Arshan mengerutkan keningnya.
“Masa sih elu nggak ngeh juga? Gue suka sama puisi-puisi yang elu tujukan ke gue. Gue juga suka sama penyairnya…”
Arshan melongo. “Elu… Maksudnya, elu suka sama gue?” tanya Arshan terbata.
“Iya. Gue suka sama elu, Yud! Akh, malu gue!”
Arshan speechless. Untuk sekian detik ia bingung mo ngapain. Ini sebuah kabar gembira yang begitu mendadak. Ini bagaikan hujan yang mengguyur bumi setelah kemarau selama ribuan tahun.

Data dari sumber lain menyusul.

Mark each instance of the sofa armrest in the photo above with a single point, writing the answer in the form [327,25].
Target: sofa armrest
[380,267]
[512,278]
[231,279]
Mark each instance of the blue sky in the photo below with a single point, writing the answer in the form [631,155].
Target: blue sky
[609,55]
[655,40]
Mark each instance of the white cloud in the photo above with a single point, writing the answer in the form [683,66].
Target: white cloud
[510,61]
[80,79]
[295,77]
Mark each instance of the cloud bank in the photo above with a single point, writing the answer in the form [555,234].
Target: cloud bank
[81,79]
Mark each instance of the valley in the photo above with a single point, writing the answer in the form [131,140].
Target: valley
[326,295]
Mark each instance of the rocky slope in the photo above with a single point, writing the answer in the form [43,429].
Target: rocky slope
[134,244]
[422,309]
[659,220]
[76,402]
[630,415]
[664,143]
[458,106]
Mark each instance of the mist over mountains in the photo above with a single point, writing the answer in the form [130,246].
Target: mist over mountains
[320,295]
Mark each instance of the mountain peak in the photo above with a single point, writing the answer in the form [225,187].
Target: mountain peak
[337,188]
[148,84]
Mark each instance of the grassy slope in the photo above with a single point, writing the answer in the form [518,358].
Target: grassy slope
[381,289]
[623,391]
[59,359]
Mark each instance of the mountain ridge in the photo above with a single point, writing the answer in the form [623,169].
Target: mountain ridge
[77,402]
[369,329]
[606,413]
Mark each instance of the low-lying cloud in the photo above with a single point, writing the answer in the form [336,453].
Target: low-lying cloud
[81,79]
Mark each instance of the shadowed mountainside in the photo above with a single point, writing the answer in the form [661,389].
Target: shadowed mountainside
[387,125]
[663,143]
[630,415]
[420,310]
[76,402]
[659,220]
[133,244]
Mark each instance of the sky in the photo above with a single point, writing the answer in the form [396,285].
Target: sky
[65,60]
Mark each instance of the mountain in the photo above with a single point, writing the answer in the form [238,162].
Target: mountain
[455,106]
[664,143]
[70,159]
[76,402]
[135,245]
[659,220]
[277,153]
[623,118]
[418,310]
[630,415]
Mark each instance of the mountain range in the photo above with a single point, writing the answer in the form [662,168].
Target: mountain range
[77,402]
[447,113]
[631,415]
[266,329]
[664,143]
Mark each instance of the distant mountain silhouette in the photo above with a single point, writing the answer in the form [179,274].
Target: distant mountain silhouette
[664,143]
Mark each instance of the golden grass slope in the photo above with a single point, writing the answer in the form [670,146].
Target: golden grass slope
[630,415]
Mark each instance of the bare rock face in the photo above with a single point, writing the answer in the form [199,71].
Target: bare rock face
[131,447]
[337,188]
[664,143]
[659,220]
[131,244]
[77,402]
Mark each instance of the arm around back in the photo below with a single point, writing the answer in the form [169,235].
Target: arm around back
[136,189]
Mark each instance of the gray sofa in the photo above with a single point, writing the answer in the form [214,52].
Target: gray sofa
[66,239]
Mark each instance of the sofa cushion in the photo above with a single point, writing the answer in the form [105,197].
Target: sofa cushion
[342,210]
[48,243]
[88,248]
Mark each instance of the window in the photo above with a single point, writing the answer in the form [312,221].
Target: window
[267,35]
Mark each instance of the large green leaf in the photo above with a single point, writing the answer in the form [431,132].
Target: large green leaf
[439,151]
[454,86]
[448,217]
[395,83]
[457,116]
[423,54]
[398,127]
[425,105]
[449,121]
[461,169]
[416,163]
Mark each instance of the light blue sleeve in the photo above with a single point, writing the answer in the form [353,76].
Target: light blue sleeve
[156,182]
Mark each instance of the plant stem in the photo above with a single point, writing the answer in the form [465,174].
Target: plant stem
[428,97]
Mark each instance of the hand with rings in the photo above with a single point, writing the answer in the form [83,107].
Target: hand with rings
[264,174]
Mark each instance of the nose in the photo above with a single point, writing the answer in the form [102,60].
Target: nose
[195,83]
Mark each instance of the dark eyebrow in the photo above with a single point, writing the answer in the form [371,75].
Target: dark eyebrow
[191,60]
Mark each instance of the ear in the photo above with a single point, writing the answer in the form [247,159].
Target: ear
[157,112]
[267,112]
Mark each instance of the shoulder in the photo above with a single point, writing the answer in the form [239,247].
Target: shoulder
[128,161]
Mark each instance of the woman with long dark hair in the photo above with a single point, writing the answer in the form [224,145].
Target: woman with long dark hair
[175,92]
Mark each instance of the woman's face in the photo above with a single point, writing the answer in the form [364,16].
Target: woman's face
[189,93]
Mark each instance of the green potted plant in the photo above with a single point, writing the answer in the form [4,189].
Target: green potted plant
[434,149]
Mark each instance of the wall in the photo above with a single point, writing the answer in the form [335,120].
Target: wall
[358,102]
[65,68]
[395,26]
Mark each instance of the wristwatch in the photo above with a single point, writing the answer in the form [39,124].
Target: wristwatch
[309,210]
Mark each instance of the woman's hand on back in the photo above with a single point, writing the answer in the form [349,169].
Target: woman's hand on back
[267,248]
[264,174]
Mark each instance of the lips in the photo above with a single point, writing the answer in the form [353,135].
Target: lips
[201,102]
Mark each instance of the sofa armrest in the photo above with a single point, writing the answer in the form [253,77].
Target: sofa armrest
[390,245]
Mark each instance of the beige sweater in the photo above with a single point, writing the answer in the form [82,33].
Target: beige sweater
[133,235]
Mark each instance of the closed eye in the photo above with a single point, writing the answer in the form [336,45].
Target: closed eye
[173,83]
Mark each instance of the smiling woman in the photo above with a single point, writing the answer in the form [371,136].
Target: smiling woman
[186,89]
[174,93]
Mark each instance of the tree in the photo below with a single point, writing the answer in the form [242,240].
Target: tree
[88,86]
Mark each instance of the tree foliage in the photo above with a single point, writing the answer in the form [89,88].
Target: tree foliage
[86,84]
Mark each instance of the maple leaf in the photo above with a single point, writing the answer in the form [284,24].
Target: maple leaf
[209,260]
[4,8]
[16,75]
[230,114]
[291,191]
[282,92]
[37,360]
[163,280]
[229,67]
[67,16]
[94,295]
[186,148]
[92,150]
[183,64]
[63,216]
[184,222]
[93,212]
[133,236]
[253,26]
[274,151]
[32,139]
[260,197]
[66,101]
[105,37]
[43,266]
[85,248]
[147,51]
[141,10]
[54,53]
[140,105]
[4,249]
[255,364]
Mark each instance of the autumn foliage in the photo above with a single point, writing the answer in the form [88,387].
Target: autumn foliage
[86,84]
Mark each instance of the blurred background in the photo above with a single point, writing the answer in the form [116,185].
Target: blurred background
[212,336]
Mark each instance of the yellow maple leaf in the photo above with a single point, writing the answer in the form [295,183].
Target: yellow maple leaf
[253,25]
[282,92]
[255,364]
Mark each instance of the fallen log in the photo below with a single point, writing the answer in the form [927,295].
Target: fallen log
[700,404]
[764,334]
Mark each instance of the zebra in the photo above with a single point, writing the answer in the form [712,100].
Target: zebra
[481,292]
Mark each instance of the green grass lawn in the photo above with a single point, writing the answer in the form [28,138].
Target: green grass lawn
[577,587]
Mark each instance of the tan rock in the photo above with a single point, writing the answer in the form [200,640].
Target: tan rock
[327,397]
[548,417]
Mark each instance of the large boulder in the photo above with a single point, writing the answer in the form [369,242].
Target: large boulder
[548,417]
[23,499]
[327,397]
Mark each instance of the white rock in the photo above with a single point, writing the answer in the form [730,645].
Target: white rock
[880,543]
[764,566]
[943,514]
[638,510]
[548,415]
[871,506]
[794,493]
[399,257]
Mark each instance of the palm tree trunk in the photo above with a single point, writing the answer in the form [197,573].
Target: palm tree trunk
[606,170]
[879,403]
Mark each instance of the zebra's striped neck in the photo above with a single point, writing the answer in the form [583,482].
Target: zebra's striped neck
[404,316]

“Elu suka sama gue nggak?” tanya Anggo.
“Gue, tentu! Suka, dari dulu… Gue juga cinta…” Arshan ngomong belepotan saking senang dan gugupnya.
“Serius?” wajah Anggo berubah sumringah.
Arshan tersenyum. “Siapa sih yang nggak suka sama elu, Nggo? Elu itu cakepnya kebangetan, populer, jago basket lagi…”

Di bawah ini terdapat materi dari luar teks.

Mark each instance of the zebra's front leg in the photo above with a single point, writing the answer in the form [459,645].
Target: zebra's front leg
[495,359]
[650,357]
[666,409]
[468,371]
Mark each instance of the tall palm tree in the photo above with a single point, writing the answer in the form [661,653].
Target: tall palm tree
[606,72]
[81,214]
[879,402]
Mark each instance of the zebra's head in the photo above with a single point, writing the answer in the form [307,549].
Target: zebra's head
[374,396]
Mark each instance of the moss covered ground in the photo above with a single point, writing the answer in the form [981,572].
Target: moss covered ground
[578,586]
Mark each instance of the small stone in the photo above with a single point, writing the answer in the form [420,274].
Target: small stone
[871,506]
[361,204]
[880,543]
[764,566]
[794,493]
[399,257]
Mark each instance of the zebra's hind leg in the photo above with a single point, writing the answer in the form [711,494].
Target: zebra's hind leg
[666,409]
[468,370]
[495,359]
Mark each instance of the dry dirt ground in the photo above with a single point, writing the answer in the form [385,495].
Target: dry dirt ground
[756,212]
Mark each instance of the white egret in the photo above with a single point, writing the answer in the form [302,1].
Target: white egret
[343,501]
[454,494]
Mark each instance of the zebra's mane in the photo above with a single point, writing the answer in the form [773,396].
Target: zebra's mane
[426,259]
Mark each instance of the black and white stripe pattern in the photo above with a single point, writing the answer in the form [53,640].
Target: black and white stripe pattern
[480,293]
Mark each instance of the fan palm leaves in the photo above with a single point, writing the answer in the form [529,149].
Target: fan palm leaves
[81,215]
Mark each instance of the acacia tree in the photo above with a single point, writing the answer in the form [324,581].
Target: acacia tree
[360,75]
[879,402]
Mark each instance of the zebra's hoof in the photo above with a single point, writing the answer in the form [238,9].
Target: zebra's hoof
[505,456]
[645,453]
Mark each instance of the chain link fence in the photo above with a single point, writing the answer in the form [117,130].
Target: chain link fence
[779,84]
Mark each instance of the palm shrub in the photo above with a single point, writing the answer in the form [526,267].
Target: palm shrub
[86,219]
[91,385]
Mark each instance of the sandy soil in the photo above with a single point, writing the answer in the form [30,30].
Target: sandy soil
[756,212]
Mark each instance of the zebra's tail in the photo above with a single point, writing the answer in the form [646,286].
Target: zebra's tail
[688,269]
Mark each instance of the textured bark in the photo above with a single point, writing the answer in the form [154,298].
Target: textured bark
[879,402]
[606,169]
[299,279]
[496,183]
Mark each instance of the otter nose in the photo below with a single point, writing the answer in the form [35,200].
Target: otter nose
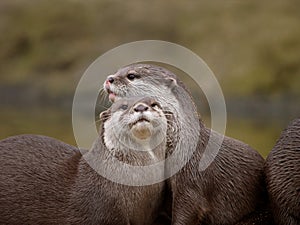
[110,79]
[140,108]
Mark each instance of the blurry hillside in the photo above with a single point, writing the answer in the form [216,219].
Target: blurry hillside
[252,46]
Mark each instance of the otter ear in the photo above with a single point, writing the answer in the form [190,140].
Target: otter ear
[104,115]
[171,82]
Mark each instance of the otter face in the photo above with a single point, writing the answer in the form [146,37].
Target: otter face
[139,80]
[135,122]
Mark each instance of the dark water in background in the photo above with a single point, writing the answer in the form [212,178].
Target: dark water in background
[258,123]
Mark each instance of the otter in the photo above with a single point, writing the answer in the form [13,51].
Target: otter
[231,187]
[283,176]
[45,181]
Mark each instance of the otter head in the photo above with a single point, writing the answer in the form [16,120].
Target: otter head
[139,80]
[134,123]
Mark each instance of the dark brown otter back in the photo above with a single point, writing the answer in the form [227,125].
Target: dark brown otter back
[36,175]
[283,176]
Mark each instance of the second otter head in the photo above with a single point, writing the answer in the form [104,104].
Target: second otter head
[135,123]
[140,80]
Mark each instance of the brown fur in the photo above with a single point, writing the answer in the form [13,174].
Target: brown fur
[283,176]
[231,188]
[45,181]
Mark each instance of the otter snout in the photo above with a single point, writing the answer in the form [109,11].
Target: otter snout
[140,108]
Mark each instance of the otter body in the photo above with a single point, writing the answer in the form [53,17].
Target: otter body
[45,181]
[283,176]
[231,187]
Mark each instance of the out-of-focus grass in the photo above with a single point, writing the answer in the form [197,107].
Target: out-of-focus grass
[260,136]
[42,121]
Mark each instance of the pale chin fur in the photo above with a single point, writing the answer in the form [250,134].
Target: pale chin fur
[113,140]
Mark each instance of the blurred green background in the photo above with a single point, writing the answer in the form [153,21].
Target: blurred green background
[252,46]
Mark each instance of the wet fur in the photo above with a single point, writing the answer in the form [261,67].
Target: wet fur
[231,188]
[45,181]
[283,176]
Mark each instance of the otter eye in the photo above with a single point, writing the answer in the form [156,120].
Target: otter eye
[154,104]
[131,76]
[124,107]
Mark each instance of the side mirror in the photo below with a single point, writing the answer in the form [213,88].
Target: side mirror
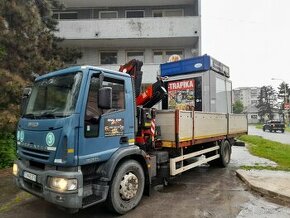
[105,98]
[25,96]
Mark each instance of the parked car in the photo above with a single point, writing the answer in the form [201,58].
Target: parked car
[274,125]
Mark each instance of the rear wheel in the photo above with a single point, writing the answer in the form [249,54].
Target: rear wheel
[126,188]
[225,154]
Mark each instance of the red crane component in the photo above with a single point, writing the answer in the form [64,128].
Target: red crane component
[145,136]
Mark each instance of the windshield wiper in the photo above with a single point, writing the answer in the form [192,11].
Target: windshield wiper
[30,116]
[47,115]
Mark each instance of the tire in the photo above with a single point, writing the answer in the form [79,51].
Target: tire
[225,155]
[120,199]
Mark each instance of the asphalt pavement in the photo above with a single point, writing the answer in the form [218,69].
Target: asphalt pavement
[274,184]
[200,192]
[274,136]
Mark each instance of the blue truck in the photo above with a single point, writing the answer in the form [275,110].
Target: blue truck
[87,135]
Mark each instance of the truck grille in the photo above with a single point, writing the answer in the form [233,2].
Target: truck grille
[33,186]
[29,152]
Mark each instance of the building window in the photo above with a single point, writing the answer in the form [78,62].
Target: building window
[254,117]
[108,14]
[138,55]
[157,56]
[163,56]
[109,57]
[134,14]
[65,15]
[169,53]
[168,13]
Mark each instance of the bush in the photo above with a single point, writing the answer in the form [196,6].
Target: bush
[7,149]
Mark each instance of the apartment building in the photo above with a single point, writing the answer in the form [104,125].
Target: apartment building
[249,97]
[111,32]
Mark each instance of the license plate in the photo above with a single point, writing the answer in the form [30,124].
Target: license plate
[29,176]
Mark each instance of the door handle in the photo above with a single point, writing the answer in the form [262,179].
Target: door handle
[124,140]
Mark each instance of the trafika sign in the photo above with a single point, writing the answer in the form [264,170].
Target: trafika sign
[181,85]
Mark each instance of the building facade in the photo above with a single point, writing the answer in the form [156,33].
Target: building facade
[249,97]
[111,32]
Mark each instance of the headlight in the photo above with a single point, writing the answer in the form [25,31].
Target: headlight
[63,184]
[15,169]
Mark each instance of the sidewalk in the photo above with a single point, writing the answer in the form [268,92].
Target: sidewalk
[10,194]
[275,184]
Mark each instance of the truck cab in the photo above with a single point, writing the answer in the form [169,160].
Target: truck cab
[74,121]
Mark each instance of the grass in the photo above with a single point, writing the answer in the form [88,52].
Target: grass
[22,196]
[274,151]
[260,126]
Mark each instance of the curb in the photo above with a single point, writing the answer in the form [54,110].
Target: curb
[263,191]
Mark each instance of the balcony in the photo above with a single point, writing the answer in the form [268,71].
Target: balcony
[123,3]
[177,30]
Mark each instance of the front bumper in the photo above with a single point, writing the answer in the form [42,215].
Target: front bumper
[68,199]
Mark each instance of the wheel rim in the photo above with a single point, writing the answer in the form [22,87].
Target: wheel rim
[129,186]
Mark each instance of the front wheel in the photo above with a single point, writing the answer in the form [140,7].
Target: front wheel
[127,187]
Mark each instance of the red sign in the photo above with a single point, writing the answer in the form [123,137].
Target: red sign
[181,95]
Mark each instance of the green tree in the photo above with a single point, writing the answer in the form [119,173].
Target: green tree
[28,43]
[238,107]
[267,102]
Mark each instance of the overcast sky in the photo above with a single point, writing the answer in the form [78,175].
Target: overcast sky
[252,37]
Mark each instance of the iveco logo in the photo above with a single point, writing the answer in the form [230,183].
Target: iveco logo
[198,65]
[33,124]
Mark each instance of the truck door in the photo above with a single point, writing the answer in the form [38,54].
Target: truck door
[104,130]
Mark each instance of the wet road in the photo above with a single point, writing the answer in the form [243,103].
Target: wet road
[201,192]
[274,136]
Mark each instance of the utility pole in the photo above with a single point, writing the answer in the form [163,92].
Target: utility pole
[285,114]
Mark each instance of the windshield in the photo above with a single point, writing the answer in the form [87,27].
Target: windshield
[54,96]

Anggo tersenyum. “Jadi kita…”
“Pacaran,” sambung Arshan.
Mereka berdua tersenyum.
Arshan menatap cakrawala yang nampak cerah sore ini. Akh, benar-benar sore yang penuh suka cita!
Namun seperti semua orang bilang, tak ada kebahagiaan yang abadi. Seperti halnya waktu yang terus bergulir, cerita kehidupan pun terus berganti. Begitu juga kisah cinta si Dork dan Mr. Perfect.
Hanya dua minggu untuk Arshan mengecap kebersamaan bersama Anggo. Setelah itu kejadian buruk kembali terjadi. Bahkan lebih mengerikan! Sampai-sampai ia ingin ditelan bumi saat itu juga.
Bagaimana tidak, pacar yang sangat dicintai dan dibangga-banggakannya itu, ternyata dengan entengnya mempermalukan dirinya. Anggo menyebarkan rekaman percakapan yang terjadi di antara mereka sewaktu jadian ke para murid. Rekaman itu dengan cepat menyebar.
Dan ternyata saat Arshan meminta penjelasan ke Anggo, dengan santainya cowok itu memaki dirinya.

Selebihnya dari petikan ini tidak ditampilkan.